Öffentliches Boulodrome in La Palmyre/Frankreich
Bowlsspieler in Aktion

Als Sportart ist Pétanque mit rund 600.000 Lizenz-Spielern in 76 (nationalen) Pétanque-Verbänden am weitesten verbreitet.

Inhaltsverzeichnis

Geschichte

Bereits 460 v. Christus ist eine Empfehlung griechischer Ärzte (u. a. von Hippokrates) für das Spiel mit Steinkugeln nachweisbar. Im 2. Jahrhundert nach Christus beschrieb Iulius Pollux ein Spiel, bei dem Kugeln auf einen Ziegelstein geworfen wurden; der Verlierer des Spiels musste den Sieger auf den Schultern ins Ziel tragen.

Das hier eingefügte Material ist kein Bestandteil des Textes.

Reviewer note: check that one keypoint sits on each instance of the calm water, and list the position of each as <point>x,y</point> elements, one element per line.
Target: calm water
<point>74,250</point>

Danach ist das Spiel vor allem durch Verbote nachweisbar:

  • 1319 untersagte Philipp V. das Boulespiel
  • im 14. Jahrhundert der Erzbischof von Tournay (im frz. Département Hautes-Pyrénées)
  • 1629 gab es ein Verbot durch das französische Parlament, um das Federballspiel zu fördern
  • 1697 verbot die Pariser Synode Geistlichen „…in der Öffentlichkeit oder im Beisein von Weltlichen das Boulespiel“ [1]
  • dagegen hat der Erlass der Lyoner Polizei, nicht auf den Verbindungsstraßen zwischen den Orten und nicht auf den Hauptstraßen der Stadt zu spielen, einen rein regelnden Charakter
  • 1900 gehörte Boule zu den Sportarten, die in der französischen Hauptstadt Paris anlässlich der Weltausstellung (Exposition Universelle et Internationale de Paris) veranstalteten Internationalen Wettbewerbe für Leibesübungen und Sport (Concours Internationaux d’Exercices Physiques et de Sports) ausgetragen wurden. Mehrere dieser Wettbewerbe waren Bestandteil der Olympischen Sommerspiele 1900. Das Internationale Olympische Komitee (IOC) hatte Boule jedoch die offizielle Anerkennung als Olympische Sportart versagt.
  • 1907 wurde in der französischen Hafenstadt La Ciotat das erste Pétanque-Spiel ausgetragen (siehe: →Pétanque: Geschichte).

Begriffsklärung

Abgrenzung Kugel – Ball

Die aus dem englischen Sprachraum stammenden Sportarten wie Bowling und Snooker verwenden für ihr kugelrundes Sportgerät den Begriff Ball (dt.: Ball, Kugel), obwohl der Gebrauch der Begriffe auch in den Regeln zum Teil uneinheitlich ist.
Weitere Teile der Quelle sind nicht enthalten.